Druckman, a political science professor, and McGrath, an assistant political science professor, co-authored a review article that aimed to provide an alternate explanation for a partisan divide in climate change beliefs – an explanation that could contribute to real environmental change through the political arena.
“Climate change is an extremely political issue,” McGrath said. “It’s one that is surprisingly far down the list in terms of most people’s attention in the political world.”
According to Druckman, most Democrats have accepted human-induced climate change as valid, while some Republicans are still dubious of the idea. In the past, these political differences have been attributed to motivated reasoning, which means that those who are skeptical of climate change reject sound scientific reasoning because it contradicts their personal beliefs.
“When you see someone whose beliefs seem to be wildly different from your own, you sometimes have trouble understanding how they could be thinking that way,” McGrath said. “I think there’s a bit of a tendency to then jump to the conclusion that they’re doing something wrong intentionally.”
What Druckman and McGrath found through their research is that this hypothesis of motivated reasoning is not necessarily the best or only way to explain the political divide in climate change beliefs. Rather, they argue that an accuracy-motivated model – which describes climate change disbelief as stemming from distrust of the source that is presenting the information – provides a more clear justification.

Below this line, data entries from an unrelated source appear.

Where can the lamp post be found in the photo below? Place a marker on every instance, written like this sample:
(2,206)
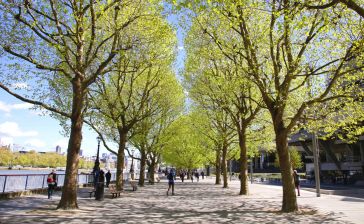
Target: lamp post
(96,168)
(132,164)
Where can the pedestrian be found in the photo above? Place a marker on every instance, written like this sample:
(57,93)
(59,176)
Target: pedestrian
(182,176)
(296,178)
(170,178)
(54,176)
(197,174)
(99,194)
(50,183)
(108,178)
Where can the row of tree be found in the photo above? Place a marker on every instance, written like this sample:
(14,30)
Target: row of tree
(261,70)
(35,159)
(256,71)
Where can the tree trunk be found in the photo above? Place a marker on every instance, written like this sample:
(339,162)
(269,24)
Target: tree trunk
(289,196)
(243,163)
(69,190)
(143,162)
(218,167)
(120,160)
(224,165)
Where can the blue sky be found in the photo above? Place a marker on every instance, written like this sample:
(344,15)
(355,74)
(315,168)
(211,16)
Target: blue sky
(24,128)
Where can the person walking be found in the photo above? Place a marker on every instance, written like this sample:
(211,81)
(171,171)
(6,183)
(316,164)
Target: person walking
(99,194)
(108,178)
(296,178)
(170,178)
(50,183)
(182,176)
(54,176)
(197,174)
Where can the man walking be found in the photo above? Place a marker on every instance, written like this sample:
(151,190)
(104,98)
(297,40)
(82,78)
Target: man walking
(170,178)
(108,178)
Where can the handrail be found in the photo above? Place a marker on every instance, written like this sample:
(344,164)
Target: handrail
(21,182)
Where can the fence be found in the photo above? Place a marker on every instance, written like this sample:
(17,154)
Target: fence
(23,182)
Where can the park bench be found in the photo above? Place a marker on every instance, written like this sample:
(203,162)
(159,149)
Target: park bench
(112,189)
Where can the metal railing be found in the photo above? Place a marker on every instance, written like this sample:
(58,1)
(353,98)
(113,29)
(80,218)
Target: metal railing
(23,182)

Based on Druckman and McGrath's research, the accuracy motivated model can offer insight into the way messages should be targeting members of the American public that are still skeptical. If scientific information regarding climate change is offered through outlets that are completely trusted by Republicans, those individuals may be more likely to actually accept that information.
Some changes in the presentation of these messages may already be occurring, as information is more often given in a way that appeals to Republican values or religious views, resulting in a decrease in the size of the partisan gap. According to a study conducted by Stanford University, Republicans underestimate the number of their own party members who have growing concerns about climate change. The New York Times also recently reported that majorities in both political parties agree that the world is experiencing global warming, and both parties share common ideas for how climate change should be combated.
If changes in the presentation of climate change methods continue to progress, the government will have the potential to implement policies that can improve the state of the environment and combat climate change. If not, McGrath says, change will be nearly impossible.
“The only way to address climate change is through political action,” McGrath said. “If the message is divided along partisan lines, we’re just going to keep hitting these impasses.”
Editor's Note: An earlier version of this story incorrectly stated Professor James Druckman's first name. The story was updated Feb. 5 at 7:38 p.m. NBN regrets this error.